The bishops called on the United Nations to monitor the cease-fire and enforce a ban on military flights in southern Sudan. The document also requests the Sudanese government to acknowledge the legitimacy of humanitarian operations being carried out in the area by NGOs and the Church, and to exclude these as military targets.

Despite the plea, a Catholic aid center was near the target of Sudanese government air attacks on October 11, a week after peace talks collapsed and on the same day the US prevented Sudan from gaining a seat on the influential Security Council.

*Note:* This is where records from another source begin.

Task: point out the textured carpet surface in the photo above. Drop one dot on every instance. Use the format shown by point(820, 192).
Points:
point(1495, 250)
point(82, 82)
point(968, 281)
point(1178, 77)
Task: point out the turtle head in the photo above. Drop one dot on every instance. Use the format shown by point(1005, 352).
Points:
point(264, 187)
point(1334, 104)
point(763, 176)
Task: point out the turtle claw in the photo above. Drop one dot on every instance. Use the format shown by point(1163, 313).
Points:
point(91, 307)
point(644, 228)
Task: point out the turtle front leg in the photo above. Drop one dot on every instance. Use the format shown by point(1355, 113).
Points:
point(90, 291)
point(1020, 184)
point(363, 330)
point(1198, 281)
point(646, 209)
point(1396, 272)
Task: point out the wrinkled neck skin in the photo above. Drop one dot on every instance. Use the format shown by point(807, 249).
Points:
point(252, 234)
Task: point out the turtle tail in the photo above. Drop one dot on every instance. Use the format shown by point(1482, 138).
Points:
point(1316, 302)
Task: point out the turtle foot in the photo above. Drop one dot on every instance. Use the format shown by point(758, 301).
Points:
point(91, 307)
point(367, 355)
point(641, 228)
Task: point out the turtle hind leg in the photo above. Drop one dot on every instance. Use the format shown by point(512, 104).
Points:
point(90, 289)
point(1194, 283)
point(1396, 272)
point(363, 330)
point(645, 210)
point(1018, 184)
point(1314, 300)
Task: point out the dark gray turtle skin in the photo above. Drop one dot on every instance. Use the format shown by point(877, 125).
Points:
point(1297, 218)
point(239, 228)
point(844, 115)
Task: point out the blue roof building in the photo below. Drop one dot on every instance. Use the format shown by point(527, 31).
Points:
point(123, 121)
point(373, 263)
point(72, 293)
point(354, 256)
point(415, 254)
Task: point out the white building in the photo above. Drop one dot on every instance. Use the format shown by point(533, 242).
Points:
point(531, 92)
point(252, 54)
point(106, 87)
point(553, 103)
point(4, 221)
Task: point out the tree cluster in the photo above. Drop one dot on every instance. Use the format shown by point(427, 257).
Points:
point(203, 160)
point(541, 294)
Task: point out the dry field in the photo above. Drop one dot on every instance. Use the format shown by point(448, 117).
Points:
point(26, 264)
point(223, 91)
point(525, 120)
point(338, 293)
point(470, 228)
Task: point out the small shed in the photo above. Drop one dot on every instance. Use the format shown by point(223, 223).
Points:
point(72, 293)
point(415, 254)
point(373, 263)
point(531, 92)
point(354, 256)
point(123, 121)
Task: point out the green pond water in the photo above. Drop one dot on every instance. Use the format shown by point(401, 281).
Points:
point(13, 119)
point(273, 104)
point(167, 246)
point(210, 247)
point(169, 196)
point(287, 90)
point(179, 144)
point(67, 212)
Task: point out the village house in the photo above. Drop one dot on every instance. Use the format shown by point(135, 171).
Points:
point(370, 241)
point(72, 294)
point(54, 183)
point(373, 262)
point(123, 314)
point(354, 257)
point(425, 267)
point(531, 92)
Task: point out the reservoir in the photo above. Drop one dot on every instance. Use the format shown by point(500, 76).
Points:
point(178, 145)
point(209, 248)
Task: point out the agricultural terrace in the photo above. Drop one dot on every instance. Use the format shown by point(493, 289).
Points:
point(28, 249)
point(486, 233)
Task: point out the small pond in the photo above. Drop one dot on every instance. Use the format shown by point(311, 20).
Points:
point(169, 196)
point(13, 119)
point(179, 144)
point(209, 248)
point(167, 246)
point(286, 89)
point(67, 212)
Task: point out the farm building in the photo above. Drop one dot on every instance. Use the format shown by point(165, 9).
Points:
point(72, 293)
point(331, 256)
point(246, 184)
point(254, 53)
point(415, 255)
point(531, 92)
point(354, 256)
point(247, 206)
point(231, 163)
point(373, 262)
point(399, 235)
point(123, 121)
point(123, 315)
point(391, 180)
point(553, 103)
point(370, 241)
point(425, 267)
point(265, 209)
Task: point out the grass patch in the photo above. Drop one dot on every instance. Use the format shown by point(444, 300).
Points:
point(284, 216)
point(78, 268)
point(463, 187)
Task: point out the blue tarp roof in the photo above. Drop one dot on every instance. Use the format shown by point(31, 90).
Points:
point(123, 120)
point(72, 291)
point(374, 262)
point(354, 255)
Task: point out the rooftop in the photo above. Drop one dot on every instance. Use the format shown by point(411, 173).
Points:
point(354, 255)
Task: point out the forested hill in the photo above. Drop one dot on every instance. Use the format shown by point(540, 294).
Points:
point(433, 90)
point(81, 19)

Catholic Relief Services (CRS) said six bombs were dropped on the town of Ikatos in southern Sudan, landing near a school and the agency compound. The bombing was the first in three weeks after several during July and August in which civilians were targeted by the warplanes. Talks aimed at ending 17 years of war between the government and the SPLA broke down when the rebels rejected the Islamic government’s demands for the imposition of Sharia law across the country.

Meanwhile, the US took the counsel of the country’s bishops and blocked Sudan from election to the UN’s top decision-making body during annual elections. Colombia, Ireland, Norway, Singapore, and Mauritius were elected to receive seats on the council next year. The Security Council is composed of five permanent members with veto powers—the United States, Russia, Britain, China, and France—and 10 nonpermanent members, five of whose seats fall vacant each year. The seats up for election this year are currently held by Argentina, Canada, Malaysia, Namibia, and the Netherlands, whose terms end on December 31.

Sudan’s candidacy was strongly opposed by the US in a lobbying campaign that cited Khartoum’s alleged involvement in terrorism and poor human rights record. Sudan has been under UN diplomatic sanctions since 1996 for failing to hand over three men wanted for a 1995 assassination attempt in Addis Ababa, Ethiopia, against Egyptian President Hosni Mubarak. All council members, except the United States, want to lift the embargoes after declarations from Ethiopia and Egypt that the suspects were no longer in Sudan.